Precomputation is commonly used in information retrieval and analysis. With precomputation, we compute the results once and then store them in a table or other data structure, either on a disk or in memory. In this table, each input (or combination of inputs) maps to an output value. In order to answer a question, we just need to find the output value corresponding to the input value(s).
Early Forms of Precomputation
The form you are likely familiar with, and probably the most common form of precomputation, is the multiplication table (Figure 1). In this table, to find the result of 7*8, all you need to do is find row 7 (or 8) and then move across to column 8 (or 7) – and there is your answer: 56! Most of us memorized the multiplication table in grade school, so we don’t even realize that we are actually using this table when we perform these operations now.
Another, more advanced, example of precomputation is the logarithms table (Figure 2). If you don’t remember how to use it, I’m sure you’re not alone. Fun fact: The first tables of logarithms were published independently by Scottish mathematician John Napier in 1614 and Swiss mathematician Justus Byrgius in 1620. Napier actually started his work in 1594 and it took him 20 years to complete the tables
From Database to Big Data to The Cloud
Precomputation has been used in databases for many years. To save time on joining tables and calculating columns, we can run these queries upfront and save the results into materialized views. Future queries will be directed to these materialized views to retrieve their results.
In 1993, Edgar F. Codd, the father of the relational database, coined the term OLAP for On-Line Analytical Processing in a white paper published by Arbor Software. In OLAP, transactional data is extracted from operational systems and loaded into data warehouses where data is organized for fast reporting performance. However, the query performance is still not satisfactory for interactive analysis.
For this purpose, OLAP systems calculate common queries from data warehouses and store those results in a data structure called a cube. When an OLAP product receives a query, it simply looks up the data already stored in the cube and fetches the result. This method significantly reduces query times. Over time, “OLAP” and “Cube” became synonyms, although, later “OLAP” was expanded into MOLAP, ROLAP, and HOLAP architectures.
As illustrated in the cube diagram here, if you need to analyze sales volume based on three attributes – e.g. Products, Cities, and Time – you can create a three-dimensional cube. This cube is basically a three-dimensional spreadsheet.
Keep in mind that although the data structure is called a cube, in reality most applications have more than three dimensions, but obviously there is no easy way to illustrate that in a diagram.
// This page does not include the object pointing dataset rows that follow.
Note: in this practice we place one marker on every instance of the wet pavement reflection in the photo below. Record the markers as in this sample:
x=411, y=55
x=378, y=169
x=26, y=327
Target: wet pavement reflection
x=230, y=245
OLAP cubes became quite popular in late 90s’ with products like Microsoft SSAS, Cognos, MicroStrategy, etc.
In the big data and cloud era, we have seen various technologies try to address query performance issues for large volumes of data. From query engines to cloud data warehouses to data virtualization products, these technologies use different forms of MPP (Massive Parallel Processing) architecture. Although they have improved dramatically over the years, their performances still degrade when running complex aggregate queries against a large amount of data.
Caching, as a special type of precomputation, is commonly used by these products to improve performance. Query engines cache result sets in memory so the exact same query can reuse the same result set. Cloud Data Warehouses bring tables into the compute layer to avoid future network traffic between the compute and storage layers.
These techniques can speed up a very limited subset of queries and don’t really solve the fundamental problem – they don’t truly support citizen analysts conducting ad-hoc analysis on large amounts of data, at the speed of thought.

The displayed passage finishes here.